Huge Land Loss Predicted for Vietnam’s Mekong Delta

Nearly the entire Mekong Delta in Vietnam — an area that helps feed about 200 million people — will sink underwater by the year 2100 at current rates, a new study predicts.

The delta, which is home to almost 18 million people and produces half of Vietnam’s food, faces this potential humanitarian crisis largely because the heavy extraction of groundwater is causing land to sink as sea levels simultaneously rise, the study found.

Researchers at Utrecht University created a delta-wide numerical model to track the impacts of groundwater exploitation over the past 25 years and use that as the basis of future predictions.

When combined with rates of sea-level increase because of climate change, they found that no matter what action was taken the vast low-lying delta plain will be lost — though changes to land use could salvage other areas.

“The results revealed that when groundwater extraction is allowed to increase continuously, as it did in the past decades, extraction-induced subsidence could potentially drown almost the entire Mekong delta,” they concluded.

Philip Minderhoud, a subsurface and groundwater systems researcher at Utrecht University who led the study, said groundwater extraction was one of the most important in a raft of factors causing the delta to sink on average by about 1 centimeter per year.

“The delta’s going to see a lot of changes in the coming decades,” he said.

Fueled by Vietnam’s transition to a market-based economy in 1986, groundwater extraction had accelerated from practically nothing 30 years ago to the 2.5 million cubic liters now sucked out of the delta’s water table every day.

The loss of water, he explained, reduced pressure in the underlying geology, causing the delta to sink.

“Of course the people in the delta, their development over the past decades, was partly possible because they had this groundwater source as a free resource of fresh water,” he said. “That is going to be a major challenge because you either accelerate the speed at which you’re drowning or you don’t have anything to drink and to water your crops with.”

At the same time, he said, the sea level is rising at a rate of about 3 to 4 millimeters per year.

Man-made burdens

The weight of structures on the delta, decreased upstream sediment flows and natural compaction are also contributing factors to the loss of delta land, he said.

“But it [groundwater extraction] is the only cause that you as a human can really actively change if you want to reduce the amount of subsidence,” he said.

While residents of the delta have proved themselves adept at raising houses and roads to deal with the problem, the impact to agriculture would be unavoidable and severe, he added.

Vietnam is the world’s second largest rice exporter, and 95 percent of it is produced in the Mekong delta, which also accounts for 60 percent of its fish exports.

Bui Chi Buu, a Vietnamese government adviser on rice production and former director-general of The Institute of Agricultural Science for Southern Vietnam, said the economic impacts of the land loss remained unclear.

“We worry about the future.

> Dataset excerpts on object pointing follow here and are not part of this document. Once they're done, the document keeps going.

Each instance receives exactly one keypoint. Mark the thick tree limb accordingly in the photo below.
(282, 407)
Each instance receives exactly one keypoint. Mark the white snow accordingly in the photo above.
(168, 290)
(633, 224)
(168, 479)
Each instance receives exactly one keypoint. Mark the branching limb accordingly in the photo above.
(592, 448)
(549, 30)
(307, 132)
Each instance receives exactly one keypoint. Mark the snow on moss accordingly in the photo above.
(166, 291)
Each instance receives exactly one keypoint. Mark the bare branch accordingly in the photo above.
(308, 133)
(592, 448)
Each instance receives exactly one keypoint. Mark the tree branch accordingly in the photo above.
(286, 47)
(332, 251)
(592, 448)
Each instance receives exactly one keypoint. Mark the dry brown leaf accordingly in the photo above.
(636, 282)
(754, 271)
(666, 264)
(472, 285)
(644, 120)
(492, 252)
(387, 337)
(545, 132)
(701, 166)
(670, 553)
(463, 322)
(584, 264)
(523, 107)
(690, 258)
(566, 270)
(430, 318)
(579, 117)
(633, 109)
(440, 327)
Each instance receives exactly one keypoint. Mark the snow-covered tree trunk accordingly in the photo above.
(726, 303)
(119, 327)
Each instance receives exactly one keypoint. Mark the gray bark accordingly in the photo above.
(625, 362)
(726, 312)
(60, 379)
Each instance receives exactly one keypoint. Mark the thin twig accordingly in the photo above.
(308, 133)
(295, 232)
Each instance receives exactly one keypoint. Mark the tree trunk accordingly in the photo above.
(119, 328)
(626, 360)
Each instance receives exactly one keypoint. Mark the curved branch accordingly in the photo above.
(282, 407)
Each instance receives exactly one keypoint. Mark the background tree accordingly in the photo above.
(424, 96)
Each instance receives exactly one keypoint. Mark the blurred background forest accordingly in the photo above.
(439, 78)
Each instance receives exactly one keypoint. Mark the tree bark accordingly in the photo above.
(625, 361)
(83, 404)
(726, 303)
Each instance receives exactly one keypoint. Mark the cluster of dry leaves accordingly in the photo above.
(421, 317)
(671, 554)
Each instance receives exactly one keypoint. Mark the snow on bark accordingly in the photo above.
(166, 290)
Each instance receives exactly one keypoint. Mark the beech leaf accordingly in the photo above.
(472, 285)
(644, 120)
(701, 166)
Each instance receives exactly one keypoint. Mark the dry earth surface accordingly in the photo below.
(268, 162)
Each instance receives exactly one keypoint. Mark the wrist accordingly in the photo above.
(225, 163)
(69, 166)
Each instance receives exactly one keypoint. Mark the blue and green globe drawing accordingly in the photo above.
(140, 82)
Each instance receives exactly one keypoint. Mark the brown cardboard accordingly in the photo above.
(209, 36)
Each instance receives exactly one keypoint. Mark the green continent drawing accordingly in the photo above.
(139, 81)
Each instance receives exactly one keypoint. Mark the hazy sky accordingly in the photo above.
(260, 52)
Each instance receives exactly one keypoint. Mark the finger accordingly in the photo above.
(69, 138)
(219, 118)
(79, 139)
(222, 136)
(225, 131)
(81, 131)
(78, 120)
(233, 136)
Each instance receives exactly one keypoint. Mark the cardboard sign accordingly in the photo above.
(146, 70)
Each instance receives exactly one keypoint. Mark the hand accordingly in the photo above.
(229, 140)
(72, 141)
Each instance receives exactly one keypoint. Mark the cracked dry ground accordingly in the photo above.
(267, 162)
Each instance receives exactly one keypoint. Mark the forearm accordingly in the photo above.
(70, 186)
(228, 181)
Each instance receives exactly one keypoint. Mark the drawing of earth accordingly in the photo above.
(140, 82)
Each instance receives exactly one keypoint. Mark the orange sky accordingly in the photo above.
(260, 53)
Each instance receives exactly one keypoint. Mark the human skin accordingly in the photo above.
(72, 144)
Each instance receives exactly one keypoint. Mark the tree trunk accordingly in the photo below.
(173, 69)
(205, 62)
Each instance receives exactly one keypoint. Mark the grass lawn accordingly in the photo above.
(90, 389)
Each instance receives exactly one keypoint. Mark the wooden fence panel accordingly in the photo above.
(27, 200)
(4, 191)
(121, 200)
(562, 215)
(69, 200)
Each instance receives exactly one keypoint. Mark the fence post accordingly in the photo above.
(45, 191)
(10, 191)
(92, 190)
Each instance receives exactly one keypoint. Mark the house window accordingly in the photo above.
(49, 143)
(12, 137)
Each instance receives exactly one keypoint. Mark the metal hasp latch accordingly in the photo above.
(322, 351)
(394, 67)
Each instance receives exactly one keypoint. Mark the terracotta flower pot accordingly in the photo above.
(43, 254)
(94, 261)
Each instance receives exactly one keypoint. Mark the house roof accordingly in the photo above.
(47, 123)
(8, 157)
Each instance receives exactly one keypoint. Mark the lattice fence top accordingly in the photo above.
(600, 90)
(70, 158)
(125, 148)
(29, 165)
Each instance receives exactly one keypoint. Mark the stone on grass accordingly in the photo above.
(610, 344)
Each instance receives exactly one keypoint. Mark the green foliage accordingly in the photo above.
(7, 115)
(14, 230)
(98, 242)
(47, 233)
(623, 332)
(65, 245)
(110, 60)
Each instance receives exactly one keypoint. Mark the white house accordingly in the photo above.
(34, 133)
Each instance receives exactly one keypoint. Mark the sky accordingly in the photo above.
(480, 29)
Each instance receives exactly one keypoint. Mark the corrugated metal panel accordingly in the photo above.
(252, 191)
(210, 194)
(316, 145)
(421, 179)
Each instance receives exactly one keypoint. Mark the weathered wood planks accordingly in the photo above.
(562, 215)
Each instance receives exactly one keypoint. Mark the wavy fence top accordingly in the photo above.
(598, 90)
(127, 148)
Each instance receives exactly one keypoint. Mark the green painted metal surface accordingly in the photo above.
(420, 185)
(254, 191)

The fresh water resource, it means the natural water resource come from the Mekong river in the dry season is not right,” he said.

Floods, drought, crop losses

In 2016, Vietnam lost more than $1.6 billion because of floods and drought that destroyed at least 300 million tons of rice in the delta, he said.

The immensely vivid and fertile region is known as Dong Bang Song Cuu Long in Vietnamese — the delta of nine dragons — after the nine branches of the Mekong that deposit rich sediment as they fan out into the ocean across the roughly 40,000 square kilometer area.

Those nine branches had now decreased to seven, Buu said.

“But in the future maybe we have four or five, I don’t know,” he added.

Lost sedimentation

Loss of naturally replenishing sediment is another critical factor in the sinking of the delta.

Upstream dams on the Mekong, which flows more than 4,000 kilometers from the Tibetan plateau in China through Laos and Cambodia before discharging through the delta, had led to about a 40 percent loss in sediment flow, he said.

A 2018 study by the Mekong River Commission found a catastrophic 97 percent of sediment flow to the delta would be lost by 2040 if all planned dams on the Mekong and its tributaries go ahead.

Buu said policy responses to the myriad forces eroding the delta, potentially including dikes and sluice gates, were in the works.

Pham Van Hung, deputy general director of the Division for Water Resource Planning and Investigation for the South of Vietnam, who also contributed to the study, said some groundwater extraction restrictions were recently introduced by the government.

Tens of millions of tons of sand were also being mined from the Mekong, including in the delta, every year, compounding the problem, said WWF-Greater Mekong’s Water Lead, Marc Goichot.

All of these forces impacted a dynamic equilibrium that naturally replenished the delta.

“What is clear is they all are contributing to the same thing,” he said. “The sinking of the delta is a huge issue.”